Jimmy Haarhoff

Personal information
- Full name: James Phiri Haarhoff
- Date of birth: 27 May 1981 (age 45)
- Place of birth: Lusaka, Zambia
- Positions: Midfielder; forward;

Youth career
- Maypole Juniors
- 19??–1997: Birmingham City

Senior career*
- Years: Team / Apps / (Gls)
- 1997–2001: Birmingham City / 1 / (0)
- 2001–2002: Chester City / 33 / (2)
- 2002: → Droylsden (loan)
- 2002–2003: Droylsden
- 2003–2004: Moor Green
- 2004–200?: Halesowen Town

International career
- 2000: Northern Ireland U18 / 2 / (0)

= Jimmy Haarhoff =

Zambian footballer (born 1981)

James Phiri Haarhoff (born 27 May 1981) is a retired professional footballer who played in the Football League for Birmingham City. He played international football for Northern Ireland at under-18 level.

==Career==
Haarhoff was born in Lusaka, Zambia. As a youngster, he played football for Maypole Juniors in the Yardley Wood district of Birmingham, England, before joining the youth system of professional club Birmingham City. He made his first-team debut – and his only first-team appearance – as a last-minute substitute in the Division One (second tier) match at home to Crystal Palace on 16 October 1999.

As the holder of a British passport born outside the United Kingdom, Haarhoff was eligible to play international football for any of the Home Nations. He made his debut for Northern Ireland at under-18 level as a half-time substitute in a 3–1 defeat of their Denmark counterparts in a friendly international in February 2000. According to manager Roy Millar, "He has quick feet and is very pacey. He goes past players and is exciting to watch", and his debut performance earned him a place in the starting eleven, also against Denmark, a couple of days later.

After trials with Doncaster Rovers and Chester City in December 2000, Haarhoff signed a short-term deal with the latter club in January 2001 after Birmingham released him from his contract. He began well, but failed to make the starting eleven in the latter part of the season. With his contract due to expire, Haarhoff was one of several players called in by the chairman for two weeks' fitness training; those who failed to attend, Haarhoff included, were threatened with dismissal, but a few days later he was offered and accepted a two-year contract. In October 2001, after a change of ownership and management at the club, Haarhoff was offered a loan move to Droylsden of the Northern Premier League, which he turned down. In February 2002 he had been playing for the reserve team, but returned to the first team as a substitute to score a last-minute winner to knock Hereford United out and reach the quarter-final of the FA Trophy. He was given a squad number prior to the 2002–03 season, but in August 2002 he joined Droylsden on a three-month loan, a move which was made permanent five weeks later.

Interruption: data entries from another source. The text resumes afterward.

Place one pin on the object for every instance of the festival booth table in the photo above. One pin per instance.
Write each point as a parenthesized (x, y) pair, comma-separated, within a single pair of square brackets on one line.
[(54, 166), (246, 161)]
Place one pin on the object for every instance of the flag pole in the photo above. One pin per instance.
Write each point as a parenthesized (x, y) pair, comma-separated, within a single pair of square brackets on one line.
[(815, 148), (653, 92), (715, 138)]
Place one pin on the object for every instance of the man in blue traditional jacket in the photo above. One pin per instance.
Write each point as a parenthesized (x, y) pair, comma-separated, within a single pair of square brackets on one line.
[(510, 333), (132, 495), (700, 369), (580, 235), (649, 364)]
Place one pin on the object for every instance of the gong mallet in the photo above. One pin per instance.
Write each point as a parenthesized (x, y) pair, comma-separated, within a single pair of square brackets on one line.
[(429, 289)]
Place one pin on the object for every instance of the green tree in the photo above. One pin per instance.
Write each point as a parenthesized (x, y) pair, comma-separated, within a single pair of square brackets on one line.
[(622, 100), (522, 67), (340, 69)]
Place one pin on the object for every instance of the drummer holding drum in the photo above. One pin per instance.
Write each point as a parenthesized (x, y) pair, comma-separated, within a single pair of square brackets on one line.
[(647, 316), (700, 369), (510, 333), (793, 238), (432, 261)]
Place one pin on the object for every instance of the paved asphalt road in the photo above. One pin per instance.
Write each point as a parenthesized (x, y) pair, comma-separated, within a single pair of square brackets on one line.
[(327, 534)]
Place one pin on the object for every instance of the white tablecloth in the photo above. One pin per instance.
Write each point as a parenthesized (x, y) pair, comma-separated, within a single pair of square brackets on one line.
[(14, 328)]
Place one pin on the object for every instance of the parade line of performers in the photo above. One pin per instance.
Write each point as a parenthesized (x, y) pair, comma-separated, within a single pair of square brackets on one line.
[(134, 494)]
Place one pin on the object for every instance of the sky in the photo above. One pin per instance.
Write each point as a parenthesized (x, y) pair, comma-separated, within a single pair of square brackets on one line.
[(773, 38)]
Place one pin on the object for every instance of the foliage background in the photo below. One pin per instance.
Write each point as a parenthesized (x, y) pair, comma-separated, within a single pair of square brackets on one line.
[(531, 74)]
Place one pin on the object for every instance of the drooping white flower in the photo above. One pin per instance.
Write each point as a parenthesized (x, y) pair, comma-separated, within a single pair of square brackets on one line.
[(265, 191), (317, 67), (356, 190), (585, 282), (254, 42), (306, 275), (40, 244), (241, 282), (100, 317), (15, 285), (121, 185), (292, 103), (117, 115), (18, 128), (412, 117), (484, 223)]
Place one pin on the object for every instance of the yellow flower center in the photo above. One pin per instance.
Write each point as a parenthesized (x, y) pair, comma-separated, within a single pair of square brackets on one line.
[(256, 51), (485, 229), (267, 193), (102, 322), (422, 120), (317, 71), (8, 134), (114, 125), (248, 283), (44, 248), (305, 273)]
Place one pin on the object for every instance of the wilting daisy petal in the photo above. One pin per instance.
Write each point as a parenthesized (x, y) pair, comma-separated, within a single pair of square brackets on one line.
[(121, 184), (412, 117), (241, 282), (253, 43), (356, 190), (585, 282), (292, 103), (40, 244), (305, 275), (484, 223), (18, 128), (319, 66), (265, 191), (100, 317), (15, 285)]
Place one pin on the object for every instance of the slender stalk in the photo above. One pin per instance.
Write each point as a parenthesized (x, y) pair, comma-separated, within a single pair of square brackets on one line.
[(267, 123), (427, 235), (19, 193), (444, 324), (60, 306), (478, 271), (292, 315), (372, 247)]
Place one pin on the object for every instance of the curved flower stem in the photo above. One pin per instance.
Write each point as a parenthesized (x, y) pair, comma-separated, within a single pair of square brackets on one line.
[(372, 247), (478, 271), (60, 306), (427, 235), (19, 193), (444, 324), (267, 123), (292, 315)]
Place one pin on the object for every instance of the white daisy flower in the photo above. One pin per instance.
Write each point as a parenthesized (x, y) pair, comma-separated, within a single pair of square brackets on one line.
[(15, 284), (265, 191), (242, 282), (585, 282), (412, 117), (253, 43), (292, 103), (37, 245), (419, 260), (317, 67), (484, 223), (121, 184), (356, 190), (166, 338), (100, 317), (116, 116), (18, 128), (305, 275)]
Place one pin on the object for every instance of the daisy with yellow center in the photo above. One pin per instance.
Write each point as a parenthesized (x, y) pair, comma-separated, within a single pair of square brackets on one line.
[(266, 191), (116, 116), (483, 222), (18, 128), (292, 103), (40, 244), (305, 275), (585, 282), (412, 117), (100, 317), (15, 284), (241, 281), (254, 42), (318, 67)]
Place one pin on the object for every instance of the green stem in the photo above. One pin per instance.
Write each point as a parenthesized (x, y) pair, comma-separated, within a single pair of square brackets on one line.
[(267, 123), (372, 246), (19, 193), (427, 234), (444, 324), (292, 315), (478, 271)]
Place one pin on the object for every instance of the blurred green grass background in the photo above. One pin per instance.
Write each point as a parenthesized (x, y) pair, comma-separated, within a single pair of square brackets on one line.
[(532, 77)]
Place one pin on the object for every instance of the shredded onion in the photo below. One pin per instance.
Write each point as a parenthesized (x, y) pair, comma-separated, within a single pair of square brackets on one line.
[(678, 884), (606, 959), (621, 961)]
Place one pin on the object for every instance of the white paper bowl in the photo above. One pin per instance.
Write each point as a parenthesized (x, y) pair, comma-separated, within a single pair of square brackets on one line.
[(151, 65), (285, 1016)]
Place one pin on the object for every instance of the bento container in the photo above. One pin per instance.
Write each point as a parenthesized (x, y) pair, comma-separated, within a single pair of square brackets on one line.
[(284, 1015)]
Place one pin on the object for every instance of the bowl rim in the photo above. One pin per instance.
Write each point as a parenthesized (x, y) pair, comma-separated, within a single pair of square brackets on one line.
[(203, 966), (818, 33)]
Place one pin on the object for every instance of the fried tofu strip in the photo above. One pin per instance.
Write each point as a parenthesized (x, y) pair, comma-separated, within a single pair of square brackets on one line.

Haarhoff signed for Southern League Premier side Moor Green in the 2003 close season, but failed to settle, and dropped down a division to fellow Halesowen Town in March 2004. He played eight games in what remained of the 2003–04 season, contributing to the club's promotion to the Premier Division, and 44 games in all competitions in 2004–05, of which 31 were in the league. At the end of the season he was not offered a new contract, and opted to give up the pursuit of a career as a footballer in favour of his religion. In June 2005 he was baptised into the Seventh-day Adventist Church, in which his father Jim was an elder.

Since his retirement as a player, Haarhoff has worked with Halesowen Town's and Birmingham City's community programmes, and as a skills coach in the Birmingham area under the Football Association's Skills Coaches programme. He went on to set up his own coaching company.